Von der Stadt wünscht sich Hornstein, dass sie künftig selbstbewusster gegenüber Investoren auftritt. Fürth sei für viele Investoren interessant, aber ob diese auch für Fürth interessant seien, dass müssten sie erst einmal beweisen. Mit Freude sieht er, dass sich der Fokus nun auf eine Revitalisierung des City-Centers richtet. Die BI unterstütze zudem jeden Investor, der Leben in das Wölfel- und das Fiedler-Areal bringen will - unter der Voraussetzung, dass die Breitscheidstraße offen bleibt, erhaltenswerte Bausubstanz geschützt wird und die Größe des Centers ein «vernünftiges Maß» nicht überschreitet.

Das Bürgerbegehren gegen die Einbeziehung der Breitscheidstraße in ein Shopping-Center werde vorerst auf Eis gelegt. Hornstein kündigt an, dass sich die BI weiter engagieren wird. Dazu wünscht er sich einen Runden Tisch für die Innenstadt aus Händlern, Hauseigentümern, Interessengruppen und der Stadtverwaltung.
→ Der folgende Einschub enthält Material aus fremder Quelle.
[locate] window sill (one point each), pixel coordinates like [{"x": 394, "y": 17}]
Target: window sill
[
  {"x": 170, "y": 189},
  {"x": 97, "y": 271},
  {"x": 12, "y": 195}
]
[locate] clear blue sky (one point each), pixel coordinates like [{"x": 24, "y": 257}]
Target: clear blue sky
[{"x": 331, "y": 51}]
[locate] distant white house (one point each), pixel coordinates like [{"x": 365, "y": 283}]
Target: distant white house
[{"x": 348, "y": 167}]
Christian Nowak, Vorsitzender des IHK-Gremiums Fürth, trauert einer «verpassten Chance» nach, richtet den Blick aber nach vorne. Die IHK habe von Anfang an gesagt, man müsse bei der Diskussion um die Neue Mitte auch das City-Center im Auge behalten. «Das eine geht nicht ohne das andere», sagt Nowak. Er würde es sehr begrüßen, wenn die Eigentümer das 24 Jahre alte Einkaufszentrum an einen Investor verkaufen würden und damit den Weg frei machen, um «die Seele von Fürth wiederzubeleben».

Keine weitere Hängepartie

Nowak hält zudem einen Architekten-Wettbewerb zur Entwicklung des City-Centers für notwendig, bei dem die Ideen potenzieller Kritiker einfließen sollten. Eine weitere Hängepartie könne sich der leidende Innenstadt-Handel nicht leisten. Als sinnvoll erachtet er die Forderung des Fürther Wirtschaftsreferenten Horst Müller, dass im City-Center und an der Rudolf-Breitscheid-Straße ein und derselbe Investor aktiv werden sollte. Allerdings ist Nowak skeptisch. «Wir leben in Zeiten», sagt er, «wo man schon froh sein sollte, wenn man für jede Fläche jeweils einen Investor finden würde». Dass diese sich dann abstimmen, sei jedoch unerlässlich.

Optimismus stellt auch Norbert Staudt, Vorsitzender des Einzelhandelsverbands Fürth, zur Schau. Mit dem Aus für die Neue-Mitte-Pläne von Sonae Sierra sei er nicht unzufrieden, zumal jetzt plötzlich möglich werde, was zuvor unmöglich erschien: eine Sanierung des City-Centers. «Das wäre nun wirklich eine Traumlösung», sagt Staudt.

Dass sich entlang der Breitscheidstraße am Ende gar nichts mehr tut, glaubt er nicht. Das Fiedlerareal, aber insbesondere die Wölfel-Höfe seien derart verwahrlost, dass es sich die Stadt gar nicht leisten könne, tatenlos zuzusehen. «Hier wird was geschehen», sagt Staudt. «Es gibt ja nicht nur Sonae Sierra, sondern auch noch andere Investoren», verweist er auf potenzielle Interessenten. «Vielleicht», fasst Staudt zusammen, was offenbar viele denken, «vielleicht kommt nun die bessere Lösung für Fürth.»